The Wild tied the game 1-1 with 3:53 remaining in the third period on Nino Niederreiter's sixth goal of the season. The Wild prevented the Avalanche from clearing the zone and Jason Pominville passed to Ryan Suter, who walked in untouched to the left point. He fired a wrist shot through traffic that Niederreiter tipped behind Varlamov.
"It was a great shot [by Suter] and I think we were all battling in front of the net and I was lucky to have a chance to tip the puck and it went in," Niederreiter said.
The Avalanche took a 1-0 lead at 10:48 of the second period on a goal by Maxime Talbot. John Mitchell was in the right circle when he passed to defenseman Cory Sarich just inside the blue line. Sarich took a shot from there and the puck bounced off Talbot's skate behind Harding.

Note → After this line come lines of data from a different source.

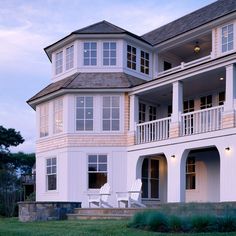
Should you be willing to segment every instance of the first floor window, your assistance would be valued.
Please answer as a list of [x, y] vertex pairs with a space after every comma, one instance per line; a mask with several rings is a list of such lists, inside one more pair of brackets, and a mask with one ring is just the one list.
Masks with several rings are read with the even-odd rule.
[[127, 67], [136, 70], [136, 48], [127, 45]]
[[120, 97], [105, 96], [102, 105], [103, 131], [120, 130]]
[[149, 53], [141, 51], [140, 71], [144, 74], [149, 74]]
[[39, 107], [39, 136], [48, 136], [48, 103]]
[[186, 189], [196, 189], [195, 157], [188, 157], [186, 162]]
[[63, 52], [60, 51], [56, 53], [56, 59], [55, 59], [55, 74], [58, 75], [62, 73], [63, 70]]
[[115, 42], [103, 43], [103, 65], [104, 66], [116, 65], [116, 43]]
[[84, 66], [97, 65], [97, 43], [86, 42], [84, 43]]
[[66, 48], [66, 70], [74, 67], [74, 45]]
[[57, 189], [57, 159], [56, 157], [46, 160], [47, 190]]
[[234, 48], [234, 25], [226, 25], [222, 27], [221, 32], [222, 52], [228, 52]]
[[101, 188], [107, 183], [107, 155], [88, 155], [88, 188]]
[[76, 97], [76, 130], [93, 130], [93, 97]]
[[54, 101], [54, 133], [63, 131], [63, 99], [59, 98]]

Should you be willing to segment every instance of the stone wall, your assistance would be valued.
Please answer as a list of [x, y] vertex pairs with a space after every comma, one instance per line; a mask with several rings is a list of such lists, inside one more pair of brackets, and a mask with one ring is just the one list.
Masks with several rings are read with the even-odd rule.
[[19, 202], [19, 221], [64, 220], [80, 202]]

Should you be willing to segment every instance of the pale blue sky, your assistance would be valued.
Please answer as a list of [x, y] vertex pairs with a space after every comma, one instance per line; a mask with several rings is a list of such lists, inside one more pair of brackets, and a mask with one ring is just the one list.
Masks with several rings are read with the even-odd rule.
[[215, 0], [0, 0], [0, 125], [15, 128], [35, 151], [35, 112], [26, 100], [51, 82], [43, 48], [107, 20], [142, 35]]

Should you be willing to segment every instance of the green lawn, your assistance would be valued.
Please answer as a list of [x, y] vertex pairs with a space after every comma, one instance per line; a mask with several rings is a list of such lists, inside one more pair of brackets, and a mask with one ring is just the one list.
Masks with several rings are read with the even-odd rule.
[[[4, 236], [60, 236], [60, 235], [162, 235], [180, 236], [183, 234], [152, 233], [126, 227], [124, 220], [78, 220], [21, 223], [17, 218], [0, 218], [0, 235]], [[186, 236], [232, 236], [236, 233], [184, 234]]]

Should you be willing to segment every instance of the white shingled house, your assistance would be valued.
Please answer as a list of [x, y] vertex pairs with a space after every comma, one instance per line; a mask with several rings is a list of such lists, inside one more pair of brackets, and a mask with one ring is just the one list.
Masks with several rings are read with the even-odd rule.
[[[148, 17], [148, 16], [147, 16]], [[236, 1], [137, 36], [107, 21], [45, 48], [36, 200], [82, 202], [142, 180], [144, 204], [236, 201]]]

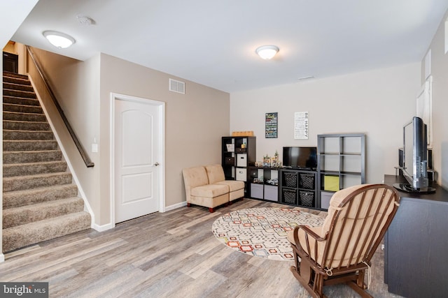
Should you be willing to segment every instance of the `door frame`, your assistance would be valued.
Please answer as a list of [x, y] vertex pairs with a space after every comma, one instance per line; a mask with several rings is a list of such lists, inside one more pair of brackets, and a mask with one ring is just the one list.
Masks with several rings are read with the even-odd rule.
[[144, 105], [155, 105], [158, 107], [159, 112], [159, 147], [157, 148], [160, 156], [159, 168], [159, 212], [165, 211], [165, 103], [162, 101], [154, 100], [153, 99], [144, 98], [142, 97], [132, 96], [129, 95], [120, 94], [111, 92], [111, 177], [110, 177], [110, 191], [111, 191], [111, 224], [112, 228], [115, 227], [115, 100], [132, 101]]

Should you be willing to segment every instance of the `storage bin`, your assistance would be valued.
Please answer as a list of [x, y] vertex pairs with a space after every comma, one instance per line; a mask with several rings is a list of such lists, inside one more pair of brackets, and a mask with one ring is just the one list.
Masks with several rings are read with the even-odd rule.
[[314, 193], [312, 191], [299, 191], [300, 202], [299, 204], [307, 207], [314, 207]]
[[247, 154], [237, 154], [237, 167], [247, 167]]
[[236, 180], [246, 181], [247, 180], [247, 169], [237, 167]]
[[225, 158], [225, 165], [234, 165], [235, 164], [235, 158], [234, 157], [226, 157]]
[[314, 190], [315, 176], [314, 173], [299, 173], [299, 188]]
[[263, 185], [251, 184], [251, 198], [255, 198], [255, 199], [263, 198]]
[[321, 192], [321, 208], [328, 209], [330, 207], [330, 200], [335, 193]]
[[282, 186], [284, 187], [297, 188], [298, 173], [295, 172], [281, 171]]
[[265, 185], [265, 200], [279, 202], [279, 188], [273, 185]]
[[281, 202], [297, 204], [297, 191], [295, 189], [281, 189]]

"It was similar to the last time we were here," Parise said. "Got one late to tie it up and fortunately this time we were able to win it. We played three really tough games to end on a good note. It's a tight-checking game. There's a lot more we can do to create offense, be a little more aggressive."
The loss was the first for the Avalanche in 18 games when they score first and their first in six games that have gone past regulation.
"It was two fluky goals," Avalanche coach Patrick Roy said. "We missed the net on ours, it hit a skate and went in and they had the same thing, a tip in front of the net. They were not pretty goals, but at the same time it's part of the game.
"It's too bad because we didn't give them much and coming at the end of the game is when they scored that goal. They were resilient and Minnesota deserves a lot of credit for it."
Each goalie stopped 26 shots through regulation and overtime.
"It's tough, I thought we played a really good hockey game," Duchene said. "I think we dictated most of the game, but give them some credit. Their goalie played outstanding, they are an extremely stingy defensive team. They try and play to those 1-0 games and it's disappointing to not come out with two points, but I think there's a lot of good things. You know, we've been a little snakebit around the net but their goalie played outstanding as well."
Both teams have had problems scoring in recent weeks, a trend that continued Saturday.
Not counting goals awarded in two shootouts, the Avalanche have 18 goals in the past 10 games. The Wild have scored 16 times in their past 11 games and have been shut out twice.
"Sometimes you hit those streaks where you don't get that offense as much," Koivu said. "A lot of times that happens on the road. Obviously we played some good teams. Tonight one goal and the shootout got us the win. We just have to stick with it."
The Avalanche failed to capitalize on two power plays, running their drought with the man advantage to 0-for-26 in a 10-game stretch.
"Obviously I would like to see our power play scoring goals," Roy said. "We had a couple good chances, but there's nothing to show for that. We're going to have to bear down on our chances on the power play. It's time for the power play to click, there's no doubt about it."
The Wild managed three shots on a third-period power play but couldn't convert. They are 1-for-11 in their past five games.